We've recently updated ORCID'S Privacy Policy to be simple to understand and easy to navigate. We invite you to read it here.
ORCID

Connecting research and researchers

You are here: Home / Our Policies / ORCID Guidance on Publishing Service Providers

ORCID Guidance on Publishing Service Providers

Introduction

In light of the growing trend of consolidation within the academic publishing industry whereby smaller publishers, learned societies and journals are increasingly outsourcing the publication process to larger academic publishers and hosting platforms through publishing contracts/agreements, this policy provides further guidance on the responsibilities of ORCID member publishers and service providers with regards to ORCID-integrated services.

This policy provides further detail on, and should be read in conjunction with, the ORCID Membership Term and Conditions.

Framework

The heart of ORCID’s service is the scholarly profile data that researchers choose to share with ORCID. Maintaining the trust of those researchers is of critical importance in maintaining and growing high levels of researcher participation in ORCID, and in turn increasing the value that ORCID offers to the scholarly community. Consequently, ORCID takes its commitments to Data Protection under the European General Data Protection Regulation (GDPR) and other various local, national and international data protection/privacy legislation very seriously, and we expect our member organizations to do the same. It is very important that disclosures made to ORCID users when they authorize a service to connect with their ORCID account are accurate and correctly describe the party that is taking responsibility for the personal data once it is transferred. 

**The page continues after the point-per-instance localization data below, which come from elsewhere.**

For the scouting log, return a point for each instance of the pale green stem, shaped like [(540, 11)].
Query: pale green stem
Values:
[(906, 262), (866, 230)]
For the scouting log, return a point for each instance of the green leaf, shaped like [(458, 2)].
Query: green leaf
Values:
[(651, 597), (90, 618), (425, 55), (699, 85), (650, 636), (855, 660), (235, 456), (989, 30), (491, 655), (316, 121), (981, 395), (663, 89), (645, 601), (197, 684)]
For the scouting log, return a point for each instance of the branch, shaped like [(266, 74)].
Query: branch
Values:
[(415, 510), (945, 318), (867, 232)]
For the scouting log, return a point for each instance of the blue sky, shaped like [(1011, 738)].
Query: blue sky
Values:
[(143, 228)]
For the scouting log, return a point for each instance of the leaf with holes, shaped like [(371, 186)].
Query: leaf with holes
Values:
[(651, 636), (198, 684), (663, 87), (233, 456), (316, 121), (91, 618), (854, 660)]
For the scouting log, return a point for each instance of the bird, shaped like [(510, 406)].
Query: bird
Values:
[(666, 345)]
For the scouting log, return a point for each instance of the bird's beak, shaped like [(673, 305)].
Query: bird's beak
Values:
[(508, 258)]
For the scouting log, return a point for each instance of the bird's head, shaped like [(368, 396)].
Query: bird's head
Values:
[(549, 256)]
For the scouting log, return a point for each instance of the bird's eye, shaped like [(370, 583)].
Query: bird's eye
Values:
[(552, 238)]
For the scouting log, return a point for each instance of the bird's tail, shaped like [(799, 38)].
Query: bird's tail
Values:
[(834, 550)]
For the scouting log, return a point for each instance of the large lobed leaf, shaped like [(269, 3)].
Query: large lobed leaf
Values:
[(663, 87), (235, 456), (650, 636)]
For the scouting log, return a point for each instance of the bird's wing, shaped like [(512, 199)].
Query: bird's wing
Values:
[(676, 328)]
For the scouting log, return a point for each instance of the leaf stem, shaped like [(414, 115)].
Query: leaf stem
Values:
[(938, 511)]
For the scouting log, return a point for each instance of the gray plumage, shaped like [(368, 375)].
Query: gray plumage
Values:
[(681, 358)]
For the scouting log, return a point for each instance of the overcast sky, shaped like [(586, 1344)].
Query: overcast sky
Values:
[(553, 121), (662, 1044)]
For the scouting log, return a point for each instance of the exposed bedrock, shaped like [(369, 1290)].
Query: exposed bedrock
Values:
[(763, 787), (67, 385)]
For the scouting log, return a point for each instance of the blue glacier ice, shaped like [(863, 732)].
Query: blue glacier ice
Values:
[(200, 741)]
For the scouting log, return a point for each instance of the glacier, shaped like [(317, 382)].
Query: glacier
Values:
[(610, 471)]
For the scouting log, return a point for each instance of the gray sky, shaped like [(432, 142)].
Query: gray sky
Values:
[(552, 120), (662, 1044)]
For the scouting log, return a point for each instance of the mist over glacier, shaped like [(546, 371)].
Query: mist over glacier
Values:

In order for ORCID to be able to enforce our membership terms (if necessary) and protect our users’ personal data, ORCID needs to ensure that the party taking responsibility for personal data obtained by and used by an integrated service is bound by the relevant terms of our membership agreement. 

For this reason, the key factor used by ORCID in determining which party must take responsibility for integration with ORCID’s services (and therefore whose member credentials must be used for interacting with the ORCID APIs) is the party that takes responsibility for the personal data transferred from the service to ORCID, or vice-versa, as part of the integration. 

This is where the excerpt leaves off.